威光に翳りも。プーチンのウクライナ軍事侵攻は、結局「失敗」だったのか?

 

ただ元々の地政学的なメンタリティーはランドパワーとしてのものであり、直接的な脅威には先んじて攻め込んで克服し、自らの領土の安全・安心を拡げようというスタイルです。

2014年のクリミア併合後8年間にわたり、NATO諸国はウクライナを軍事的に支援し、ついにはユーラシアにおいてロシアに次ぐ第2の軍事大国にまで仕上げてしまいました。自国の国家安全保障の観点からNATOの東方拡大を嫌い、NATO諸国に辞めるように再三警告してきたにも関わらず、無視されたことで最後の手段に出たというのが、いいか悪いかという価値判断を挟まずに、今回のことを見た場合に理解できることです。

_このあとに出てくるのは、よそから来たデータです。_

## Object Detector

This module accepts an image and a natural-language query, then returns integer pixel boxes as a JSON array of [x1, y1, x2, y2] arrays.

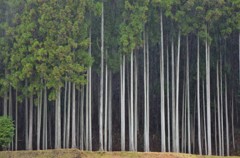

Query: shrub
[[0, 116, 14, 148]]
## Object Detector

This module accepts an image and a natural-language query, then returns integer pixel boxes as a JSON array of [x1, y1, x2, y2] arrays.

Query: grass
[[0, 149, 239, 158]]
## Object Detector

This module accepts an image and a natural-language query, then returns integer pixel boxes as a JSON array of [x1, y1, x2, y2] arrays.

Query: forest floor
[[0, 149, 239, 158]]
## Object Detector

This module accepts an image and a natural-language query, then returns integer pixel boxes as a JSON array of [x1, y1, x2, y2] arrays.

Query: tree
[[0, 116, 14, 149]]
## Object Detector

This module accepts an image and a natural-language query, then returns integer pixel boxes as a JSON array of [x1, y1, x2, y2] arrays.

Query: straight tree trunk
[[216, 63, 222, 156], [99, 2, 104, 151], [28, 95, 33, 150], [130, 50, 134, 151], [15, 90, 18, 150], [171, 39, 175, 152], [37, 89, 42, 150], [89, 27, 92, 151], [206, 38, 212, 155], [175, 31, 181, 153], [197, 36, 202, 155], [186, 36, 191, 154], [134, 52, 138, 151], [203, 80, 208, 155], [166, 42, 170, 152], [108, 71, 112, 151], [225, 75, 229, 156], [63, 81, 67, 148], [104, 52, 108, 151], [231, 93, 235, 150], [66, 82, 71, 148], [160, 10, 166, 152], [121, 54, 126, 151], [72, 83, 76, 148], [43, 85, 48, 150], [80, 86, 84, 150]]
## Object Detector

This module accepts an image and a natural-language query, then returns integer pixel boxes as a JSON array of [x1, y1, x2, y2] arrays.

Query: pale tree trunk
[[214, 99, 217, 155], [144, 31, 149, 152], [239, 33, 240, 83], [63, 81, 67, 148], [231, 93, 235, 150], [160, 11, 166, 152], [15, 90, 18, 150], [225, 75, 229, 156], [146, 34, 150, 151], [202, 80, 207, 155], [108, 71, 112, 151], [37, 88, 43, 150], [104, 51, 108, 151], [99, 2, 104, 151], [89, 27, 92, 151], [216, 63, 222, 156], [42, 85, 48, 150], [166, 42, 170, 152], [181, 78, 186, 152], [28, 94, 33, 150], [72, 83, 76, 148], [9, 87, 12, 118], [206, 38, 212, 155], [197, 36, 202, 155], [86, 84, 89, 150], [130, 50, 134, 151], [121, 54, 126, 151], [175, 31, 181, 152], [55, 87, 61, 149], [66, 82, 71, 148], [80, 86, 84, 150], [220, 57, 224, 155], [186, 36, 191, 154], [171, 39, 175, 152], [25, 82, 28, 150], [134, 52, 138, 151]]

NATO諸国と日本のような仲間に共通しているのは、あまりランドパワー的な思考がなく、どちらかというと文化や経済力などといったソフトパワーの拡大に重点を置くシーパワー的な思考ですが、ロシアや中国といった広大な土地を持ち、かつ他国に囲まれ、国内にも反乱分子となりうる少数民族グループを多数抱えるランドパワー的な国は、力による拡大こそが最大の防御という思考に発った行動を取りがちです(ちなみに最近の中国は、これまでにランドパワーとシーパワー両方を志向してうまく行った国がないという歴史上のチャレンジに挑んでいるように見えますが、元々はランドパワー的な思考が強く、ゆえに中央集権的な統治で全体を抑え込むというスタイルと分析されます)。

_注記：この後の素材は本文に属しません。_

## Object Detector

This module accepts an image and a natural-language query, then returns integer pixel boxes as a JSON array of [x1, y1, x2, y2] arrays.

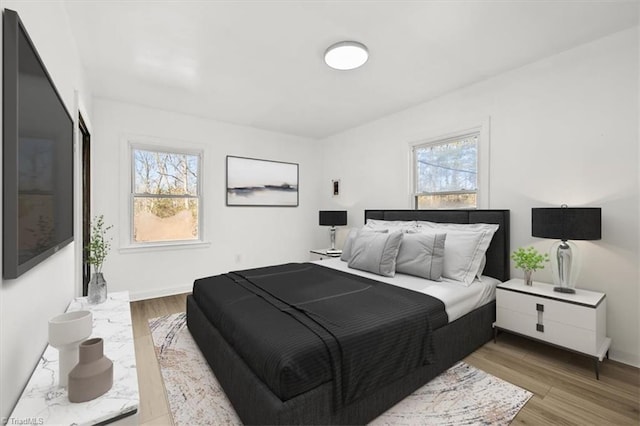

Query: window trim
[[408, 118, 490, 209], [120, 136, 208, 251]]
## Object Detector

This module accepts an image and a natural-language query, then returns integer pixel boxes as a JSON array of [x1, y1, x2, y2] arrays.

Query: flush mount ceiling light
[[324, 41, 369, 70]]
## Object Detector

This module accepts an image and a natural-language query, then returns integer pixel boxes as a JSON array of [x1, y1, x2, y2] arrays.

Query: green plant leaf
[[85, 214, 113, 274], [511, 246, 549, 272]]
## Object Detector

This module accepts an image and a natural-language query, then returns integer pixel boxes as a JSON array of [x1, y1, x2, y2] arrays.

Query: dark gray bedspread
[[192, 263, 447, 409]]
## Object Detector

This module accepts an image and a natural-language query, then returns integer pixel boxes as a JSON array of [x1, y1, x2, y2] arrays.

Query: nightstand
[[310, 249, 342, 261], [494, 278, 611, 379]]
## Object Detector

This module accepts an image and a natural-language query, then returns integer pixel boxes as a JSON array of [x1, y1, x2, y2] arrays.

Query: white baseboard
[[129, 284, 192, 302], [609, 349, 640, 368]]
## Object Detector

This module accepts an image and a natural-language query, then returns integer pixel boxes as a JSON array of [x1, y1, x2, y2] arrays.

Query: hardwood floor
[[131, 293, 188, 425], [131, 294, 639, 425], [467, 334, 639, 425]]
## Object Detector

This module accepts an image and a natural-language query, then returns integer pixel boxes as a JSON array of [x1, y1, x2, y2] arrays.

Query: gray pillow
[[348, 231, 403, 277], [340, 228, 388, 262], [395, 232, 446, 280]]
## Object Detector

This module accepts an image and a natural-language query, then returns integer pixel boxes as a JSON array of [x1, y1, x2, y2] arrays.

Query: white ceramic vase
[[48, 310, 93, 387]]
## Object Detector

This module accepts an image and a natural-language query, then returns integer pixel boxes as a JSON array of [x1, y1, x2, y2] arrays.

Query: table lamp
[[319, 210, 347, 254], [531, 205, 601, 293]]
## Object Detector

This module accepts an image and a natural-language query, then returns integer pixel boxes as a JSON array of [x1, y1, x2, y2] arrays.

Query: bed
[[186, 209, 510, 425]]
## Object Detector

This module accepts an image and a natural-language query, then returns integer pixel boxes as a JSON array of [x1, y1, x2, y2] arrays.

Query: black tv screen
[[3, 9, 74, 279]]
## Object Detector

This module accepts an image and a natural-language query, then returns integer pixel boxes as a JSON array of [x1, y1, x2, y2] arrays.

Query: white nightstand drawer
[[496, 307, 601, 355], [497, 288, 596, 331]]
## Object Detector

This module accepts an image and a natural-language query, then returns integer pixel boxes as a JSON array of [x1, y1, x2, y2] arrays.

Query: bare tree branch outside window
[[414, 134, 478, 209], [132, 147, 201, 243]]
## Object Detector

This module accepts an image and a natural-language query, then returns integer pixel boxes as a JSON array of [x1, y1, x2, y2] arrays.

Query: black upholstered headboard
[[364, 209, 510, 282]]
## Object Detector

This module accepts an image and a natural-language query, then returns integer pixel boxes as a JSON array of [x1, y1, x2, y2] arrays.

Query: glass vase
[[88, 272, 107, 304], [523, 269, 533, 286]]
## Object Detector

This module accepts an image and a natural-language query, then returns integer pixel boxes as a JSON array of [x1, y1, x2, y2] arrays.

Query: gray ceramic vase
[[68, 337, 113, 403]]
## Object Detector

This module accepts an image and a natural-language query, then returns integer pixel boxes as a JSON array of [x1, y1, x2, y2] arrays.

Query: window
[[131, 146, 202, 244], [413, 132, 479, 209]]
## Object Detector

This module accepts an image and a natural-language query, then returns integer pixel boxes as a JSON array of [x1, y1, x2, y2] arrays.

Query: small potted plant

現在、ロシアが仕掛けているウクライナへの攻撃は、このような見方をすると、強大化しつつあった隣国が自国にとっての脅威となる前に潰してしまうという思考に基づくものと思われますが、それがウクライナを超えてさらに西に波及してくることを恐れて、欧州各国はウクライナを支援し、欧州がロシアの影響下にこれ以上入ることを許せないアメリカは、同盟国と民主主義の根幹を守るためという“大義”の下(価値観の拡大と普及を通じて影響力を拡げるシーパワー的な思考)、抜きん出てウクライナの支援に勤しんでいます。

しかし、少し意地悪な見方をすると、ウクライナの後ろ盾となり、武器を供与している欧米諸国とその仲間たちの中で、本当にウクライナのために戦っている国は皆無だと考えます。

以前にもお話ししたとおり、ゼレンスキー大統領は「これはウクライナにとっての生存のための戦争であり、私が司令官だ」と言っていますが、これはアメリカも欧州各国も崩さない、越えない一線であり、あくまでもウクライナの戦いを助けるという位置づけです。

もちろんロシアによる蛮行と暴走を止めるために、ロシアを懲らしめないといけないという意思は働いているでしょうが、実際には、欧米vs.ロシアといった核兵器を持つ大国同士が直接的に交戦することがないように、ウクライナを大国間の緩衝材として使い、(NATO側から見れば)ロシアとの戦いの全面にウクライナを立てて、欧米諸国とその仲間たちの“代理”としてロシアに対する攻撃を加えるという戦略です。

「ウクライナを用いてロシアの力を削ぐことが出来ればよし。ウクライナが国として存続するか否かは別として、現在のウクライナの場所を欧米諸国とロシアとの緩衝地帯にできれば“解決策”としての最低条件は整う」

このところ調停グループでの活動を通じ、関係者と協議していると、ふとこのような絵柄が見えてきたように思います。

その中で気になったのは、すでにロシアが押さえている・押さえようとしているドンバス地方と南部、クリミア半島の帰属には、実際にはさほど拘っておらず、大国ロシアとの間に緩衝地域が半永久的に存在することの方が大事というニュアンスが感じられます。